Cell delivery applications of CPS

Bone regeneration induced by the delivery of mesenchymal stem cells (MSCs) and other progenitor cells currently suffers from a lack of reproducibility for many reasons including donor variability, heterogeneity within the cell source, and loss of multipotency with expansion . Interestingly, animal and human studies have shown that a CPS implantation vehicle can increase the probability of successful bone regeneration outcomes from stem cell-based therapies . In fact, the very first study demonstrating the osteogenic capability of marrow derived MSCs in an ectopic subcutaneous implantation assay used biphasic CPS made of 60% HA and 40% β-TCP . It was concluded that the ceramic graft technique was a sensitive assay for identifying the osteogenic potential of marrow derived stem cells as compared to diffusion chambers in which the cells were not implanted on a CPS. Martin et al. assessed osteogenicity of bone marrow stromal cells treated with FGF-2 prior to seeding on 100% HA scaffolds with 70–80% porosity and the majority of pores greater than 150 μm in an ectopic bone formation assay. They only found consistent new bone formation when cells were implanted on the HA scaffold, bone was never observed if the cells were implanted on a type I collagen sponge. They postulated that the positive results occurred because the mineralized surface of the ceramic served as a primer for the initiation of bone matrix deposition.

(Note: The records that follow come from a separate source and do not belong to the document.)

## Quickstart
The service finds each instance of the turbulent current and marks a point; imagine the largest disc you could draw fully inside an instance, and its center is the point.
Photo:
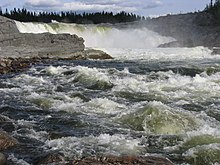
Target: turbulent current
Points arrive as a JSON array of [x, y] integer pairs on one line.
[[146, 101]]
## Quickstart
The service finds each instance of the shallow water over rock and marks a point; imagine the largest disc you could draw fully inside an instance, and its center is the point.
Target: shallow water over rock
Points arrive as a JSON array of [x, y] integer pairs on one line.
[[69, 110]]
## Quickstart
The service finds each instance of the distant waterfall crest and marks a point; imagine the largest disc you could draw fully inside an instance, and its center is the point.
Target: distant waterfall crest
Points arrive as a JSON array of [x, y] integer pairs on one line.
[[100, 36]]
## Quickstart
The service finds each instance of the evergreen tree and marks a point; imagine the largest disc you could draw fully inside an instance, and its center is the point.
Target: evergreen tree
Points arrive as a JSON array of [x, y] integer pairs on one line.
[[70, 17]]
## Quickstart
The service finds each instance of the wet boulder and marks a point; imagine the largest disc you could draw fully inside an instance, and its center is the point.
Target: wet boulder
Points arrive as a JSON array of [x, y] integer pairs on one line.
[[114, 160], [2, 159], [157, 118], [52, 157], [6, 141]]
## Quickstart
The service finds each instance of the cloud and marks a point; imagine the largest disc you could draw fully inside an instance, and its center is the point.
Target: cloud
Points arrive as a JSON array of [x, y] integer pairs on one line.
[[153, 4], [81, 5], [8, 3], [42, 3]]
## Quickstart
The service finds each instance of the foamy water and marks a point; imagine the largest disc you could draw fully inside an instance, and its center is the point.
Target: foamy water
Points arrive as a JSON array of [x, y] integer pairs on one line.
[[146, 101]]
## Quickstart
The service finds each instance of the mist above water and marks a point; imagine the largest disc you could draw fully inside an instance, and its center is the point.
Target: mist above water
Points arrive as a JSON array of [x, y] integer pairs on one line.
[[101, 36]]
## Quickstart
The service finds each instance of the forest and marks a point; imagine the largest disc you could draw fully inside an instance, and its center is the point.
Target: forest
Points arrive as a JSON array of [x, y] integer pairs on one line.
[[24, 15], [214, 10]]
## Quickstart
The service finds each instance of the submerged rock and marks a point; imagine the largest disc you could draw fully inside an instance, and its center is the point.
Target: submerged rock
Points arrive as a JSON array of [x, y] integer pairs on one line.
[[205, 154], [2, 159], [6, 141], [114, 160], [156, 118], [48, 158]]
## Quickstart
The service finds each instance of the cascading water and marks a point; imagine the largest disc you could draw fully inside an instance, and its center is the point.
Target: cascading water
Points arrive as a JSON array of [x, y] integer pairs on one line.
[[100, 36], [146, 101]]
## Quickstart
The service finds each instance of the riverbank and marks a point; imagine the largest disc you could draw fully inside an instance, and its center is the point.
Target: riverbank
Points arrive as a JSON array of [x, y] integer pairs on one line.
[[19, 51]]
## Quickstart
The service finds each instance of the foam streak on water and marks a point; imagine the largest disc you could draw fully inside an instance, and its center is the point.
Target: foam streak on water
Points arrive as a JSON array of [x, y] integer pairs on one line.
[[148, 101], [100, 36]]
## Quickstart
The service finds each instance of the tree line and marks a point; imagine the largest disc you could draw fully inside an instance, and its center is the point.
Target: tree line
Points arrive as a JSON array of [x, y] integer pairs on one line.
[[24, 15]]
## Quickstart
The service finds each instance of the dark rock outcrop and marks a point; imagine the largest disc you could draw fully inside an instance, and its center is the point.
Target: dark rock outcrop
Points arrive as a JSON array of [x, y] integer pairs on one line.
[[2, 159], [49, 158], [20, 50], [16, 44], [6, 141], [113, 160]]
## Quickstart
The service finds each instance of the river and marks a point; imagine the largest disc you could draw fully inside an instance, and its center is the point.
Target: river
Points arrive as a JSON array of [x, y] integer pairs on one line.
[[146, 101]]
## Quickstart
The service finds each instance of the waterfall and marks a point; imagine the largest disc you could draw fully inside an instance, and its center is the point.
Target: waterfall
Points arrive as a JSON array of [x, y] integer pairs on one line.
[[102, 36]]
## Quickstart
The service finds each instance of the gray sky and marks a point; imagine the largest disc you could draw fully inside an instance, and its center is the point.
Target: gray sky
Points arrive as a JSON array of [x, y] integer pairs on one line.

As to which CPS is the best to guide the osteogenic differentiation of MSCs, it seems to depend on whether MSCs are seeded on the scaffolds or if the scaffolds are being implanted without cells and endogenous MSCs self-seed the scaffold. For example, Matsushima et al. compared the subcutaneous bone formation in rats from MSCs implanted on HA or β-TCP ceramics and found more bone in the HA ceramic than that in the β-TCP ceramic in 6 of 7 cases. In a comparison study of the scaffolds alone without cells in dogs, rabbits and rats, ectopic bone was most pronounced in the biphasic calcium phosphate ceramics (60 wt% HA and 40 wt% TCP) . Ectopic bone formation without cells reproducibly occurred in dogs, while in rabbits and rats the new tissue formation was mainly limited to osteoid. The mechanism behind the biomaterial-driven osteogenic differentiation of seeded progenitor stem cells was studied by Barradas et al . . They completed in vitro studies with MSCs seeded on both types of materials and reported increased attachment and cell spreading on β-TCP as compared to HA, and induced expression of G-protein coupled receptor 5A associated with protein kinase A signaling pathway, is the earliest evidence of an osteogenic signal from β-TCP. It should be noted that attempts to precondition stem cells in vitro by culturing them in the presence of Ca 2 + and P i supplements resulted in partial or complete abrogation of in vivo ectopic bone formation on CPS indicating that the ions alone are not the predominant mechanism . Wang et al . found that a biphasic CPS (30% hydroxyapatite HA and 70% tricalcium phosphate (β-TCP)) promoted the highest expression of BMP-2 after intramuscular implantation in mice. Tang et al. also found that BMP Smad signaling is active in MSCs affected by osteoinductive CPS. A likely reason for the difference between results from cell seeding studies on CPS versus implantation of naked CPS is due to poor cell viability of cells seeded directly on dry CPS . To enhance survival of MSCs seeded directly on dry CPS, CPS surfaces have been coated with fibronectin and arginine-glycine-aspartic acid (RGD) . The live cell density of scaffolds made with an 0.1% RGD coating was 4× that of the CPS control. Therefore, uncoated HA scaffolds may be better for direct cell seeding than β-TCP since they are less resorbable. During implantation of CPS without cells, the initial contact with blood primes the surface and prepares it for viable in situ cell seeding.

Scaffold characterization

Scaffold architecture

The unique architecture of open cell ceramics has such a significant impact on their mechanical properties that it becomes critical to fully characterize all structural parameters if any modeling of structure versus properties relationships is to be attempted . Some important parameters include relative density, cell (pore) size and distribution, cell window opening, strut thickness and distribution, strut shape and infrastructure, and degree of anisotropy . The relative density is defined by the ratio of the density of the cellular solid to that of the strut material. True cellular solids have a relative density of less than 0.3.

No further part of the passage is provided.